Re: Adaptec 29320 [aic79xx] fails on power cycle of LUN

public inbox for linux-scsi@vger.kernel.org
 help / color / mirror / Atom feed

From: Hannes Reinecke <hare@suse.de>
To: Sean Bruno <sean.bruno@dsl-only.net>
Cc: linux-scsi@vger.kernel.org
Subject: Re: Adaptec 29320 [aic79xx] fails on power cycle of LUN
Date: Fri, 20 Oct 2006 09:01:54 +0200	[thread overview]
Message-ID: <45387462.10300@suse.de> (raw)
In-Reply-To: <1161274711.3204.41.camel@home-desk>

[-- Attachment #1: Type: text/plain, Size: 2649 bytes --]

Sean Bruno wrote:
> On Thu, 2006-10-19 at 16:10 +0200, Hannes Reinecke wrote:
>> Sean Bruno wrote:
>>> On Thu, 2006-10-19 at 01:52 -0400, Mike Christie wrote:
>>>> On Wed, 2006-10-18 at 15:32 -0700, Sean Bruno wrote:
>>>>> On Wed, 2006-10-18 at 15:24 -0700, Sean Bruno wrote:
>>>>>> I have had a tough time tracking this one down, however I can say for
>>>>>> certain that the 29320 is really having trouble if a LUN is power
>>>>>> cycled.
>>>>>>
>>>>>> I don't have access to a BUS analyzer right now, but here is my
>>>>>> regression.
>>>>>>
>>>>>> 1.  Hook an external SCSI array/disk to a 29320.
>>>>>> 2.  Power up SCSI array/disk
>>>>>> 3.  Power up PC with 29320.
>>>>>> 4.  When PC has booted, login and test device by creating a file
>>>>>>     system, eg. mkfs /dev/sda (or whatever disk the array is called on
>>>>>>     ur machine).
>>>>>> 5.  Power cycle array/disk
>>>>>> 6.  Retest device with another 'mkfs /dev/sda' ... panic/crash/lock-up
>>>>>> ensues.
>>>>>>
>>>>>>
>>>>>>
>>>>>> This did not happen in 2.6.15.7 but did appear in 2.6.16 and higher.
>>>>>>
>>>> Does this only occur with sg or is that the only way you got a trace?

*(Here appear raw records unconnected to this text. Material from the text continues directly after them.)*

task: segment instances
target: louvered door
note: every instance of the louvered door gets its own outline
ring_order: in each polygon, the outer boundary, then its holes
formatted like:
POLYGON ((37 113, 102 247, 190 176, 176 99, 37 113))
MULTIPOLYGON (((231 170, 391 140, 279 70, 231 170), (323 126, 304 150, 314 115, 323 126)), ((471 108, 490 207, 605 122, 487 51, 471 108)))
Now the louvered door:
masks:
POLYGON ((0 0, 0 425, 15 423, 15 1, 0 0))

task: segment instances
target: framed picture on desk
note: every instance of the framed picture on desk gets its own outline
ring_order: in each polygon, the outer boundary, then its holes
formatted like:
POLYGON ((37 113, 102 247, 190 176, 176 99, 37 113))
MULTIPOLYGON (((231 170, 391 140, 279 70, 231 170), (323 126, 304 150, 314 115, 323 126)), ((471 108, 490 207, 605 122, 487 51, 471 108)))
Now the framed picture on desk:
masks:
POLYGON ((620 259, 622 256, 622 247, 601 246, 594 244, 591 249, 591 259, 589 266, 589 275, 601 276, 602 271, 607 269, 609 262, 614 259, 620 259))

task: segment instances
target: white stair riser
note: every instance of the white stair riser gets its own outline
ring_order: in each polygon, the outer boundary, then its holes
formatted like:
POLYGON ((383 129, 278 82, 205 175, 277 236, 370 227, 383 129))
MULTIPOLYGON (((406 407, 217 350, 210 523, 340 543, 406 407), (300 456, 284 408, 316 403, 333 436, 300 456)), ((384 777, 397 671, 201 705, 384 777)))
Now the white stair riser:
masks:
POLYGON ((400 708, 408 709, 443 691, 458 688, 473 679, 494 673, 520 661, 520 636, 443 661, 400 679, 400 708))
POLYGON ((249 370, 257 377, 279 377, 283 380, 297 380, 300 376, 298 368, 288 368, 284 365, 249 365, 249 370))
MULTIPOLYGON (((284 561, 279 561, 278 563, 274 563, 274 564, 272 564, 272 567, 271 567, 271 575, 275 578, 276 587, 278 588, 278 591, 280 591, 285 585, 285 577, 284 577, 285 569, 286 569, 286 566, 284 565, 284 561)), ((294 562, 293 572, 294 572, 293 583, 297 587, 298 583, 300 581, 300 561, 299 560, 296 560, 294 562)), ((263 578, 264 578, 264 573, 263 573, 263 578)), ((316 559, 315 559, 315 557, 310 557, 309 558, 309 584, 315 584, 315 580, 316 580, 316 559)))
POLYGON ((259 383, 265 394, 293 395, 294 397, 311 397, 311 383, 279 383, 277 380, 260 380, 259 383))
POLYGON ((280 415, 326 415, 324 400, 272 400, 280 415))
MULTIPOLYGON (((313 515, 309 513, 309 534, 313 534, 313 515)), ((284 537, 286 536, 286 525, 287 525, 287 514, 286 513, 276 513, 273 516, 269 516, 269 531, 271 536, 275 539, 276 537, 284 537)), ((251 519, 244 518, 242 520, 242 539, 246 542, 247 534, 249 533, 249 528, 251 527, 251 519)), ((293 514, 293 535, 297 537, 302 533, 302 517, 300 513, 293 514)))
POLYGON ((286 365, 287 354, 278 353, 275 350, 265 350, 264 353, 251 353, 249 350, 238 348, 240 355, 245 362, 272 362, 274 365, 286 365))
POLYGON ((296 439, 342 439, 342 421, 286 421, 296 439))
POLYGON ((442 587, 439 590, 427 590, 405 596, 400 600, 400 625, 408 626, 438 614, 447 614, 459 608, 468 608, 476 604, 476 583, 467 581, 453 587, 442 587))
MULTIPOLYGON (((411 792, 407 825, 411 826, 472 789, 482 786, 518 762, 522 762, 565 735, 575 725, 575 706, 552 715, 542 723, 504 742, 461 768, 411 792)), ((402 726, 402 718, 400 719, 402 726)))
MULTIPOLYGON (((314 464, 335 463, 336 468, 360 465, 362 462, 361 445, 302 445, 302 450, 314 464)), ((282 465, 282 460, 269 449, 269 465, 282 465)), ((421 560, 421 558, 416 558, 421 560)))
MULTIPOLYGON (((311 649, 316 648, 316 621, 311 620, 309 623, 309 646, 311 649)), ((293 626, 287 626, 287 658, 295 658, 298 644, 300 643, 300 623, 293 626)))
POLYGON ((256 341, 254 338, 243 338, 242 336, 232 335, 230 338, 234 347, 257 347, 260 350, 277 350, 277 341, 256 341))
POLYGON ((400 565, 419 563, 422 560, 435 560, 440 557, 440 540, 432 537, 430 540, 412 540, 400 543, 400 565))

In
>>>> the original bug report you mentioned it occurring with mkfs, but the
>>>> bug oops is from a sg request. Is tdg_2 run while the mkfs is running?
>>> Snippets from 'dmesg' during step 6:
>>>
>>> scsi0: Someone reset channel A
>>> sd 0:0:4:0: Attempting to queue an ABORT message:CDB: 0x28 0x0 0x0 0x0
>>> 0x0 0x80 0x0 0x0 0x80 0x0
>>> Infinite interrupt loop, INTSTAT = 8scsi0: At time of recovery, card was
>>> paused
>> Ah. Hmm. Infinite SCSI interrupt.
>>
>> Maybe someone forgot to clear the status ...
>>
>> Can you try the attached patch?
>>
>> Cheers,
>>
>> Hannes
> 
> Better.  The patch allows me to cycle power on the array exactly once.
> So the new regression is:
> 
> 1.  Hook an external SCSI array/disk to a 29320.
> 2.  Power up SCSI array/disk
> 3.  Power up PC with 29320.
> 4.  When PC has booted, login and test device by creating a file
>     system, eg. mkfs /dev/sda (or whatever disk the array is called on
>     ur machine).
> 5.  Power cycle array/disk
> 6.  Retest device with another 'mkfs /dev/sda'  <-- works just fine!
> 7.  Power cycle array/disk
> 8.  No need to do anything, card dump in dmesg/messages appears and
> device in not useable:
> 
Ok. Not bad. So we have to switch to non-pkt commands after a reset.
Make sense. Care to try the updated patch?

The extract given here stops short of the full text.